Тогда я осведомился, не собираются ли они завтра совершить прогулку на лодке и не прикажут ли мне явиться за ними. Мой вопрос послужил поводом для препирательств между мисс Бертой и ее отцом: она настаивала на том, чтобы принять это предложение, а он был не расположен воспользоваться моими услугами.
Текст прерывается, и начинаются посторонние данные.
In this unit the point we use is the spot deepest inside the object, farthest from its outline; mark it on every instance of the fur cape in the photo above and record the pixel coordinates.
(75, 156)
— Папочка! — умоляла девушка. — Такая прелестная лодка!
Казалось, она вот-вот расплачется. Мисс Харриет спросила, куда я рекомендую им поехать. Я предложил отплыть из Лугано в девять утра, добраться до Сан-Маметте, посетить живописную Вальсольду, вернуться к завтраку в Сан-Маметте и оттуда возвратиться в Лугано.
Папаша сдался.
— Мы могли бы пригласить на прогулку и Робертсов, — сказал он.
— Ну, конечно, пригласим Робертсов, — обрадовалась мисс Берта.
Мисс Харриет промолчала. Вид у нее был недовольный.
Я мысленно заверил ее, что не питаю никакой симпатии к этим докучным Робертсам и что, на мой взгляд, они вполне могли бы оставаться дома.
Когда мы подплывали к вилле Черезио, мисс Берта вдруг захлопала в ладоши и закричала:
— Вот и они! Вот Робертсы!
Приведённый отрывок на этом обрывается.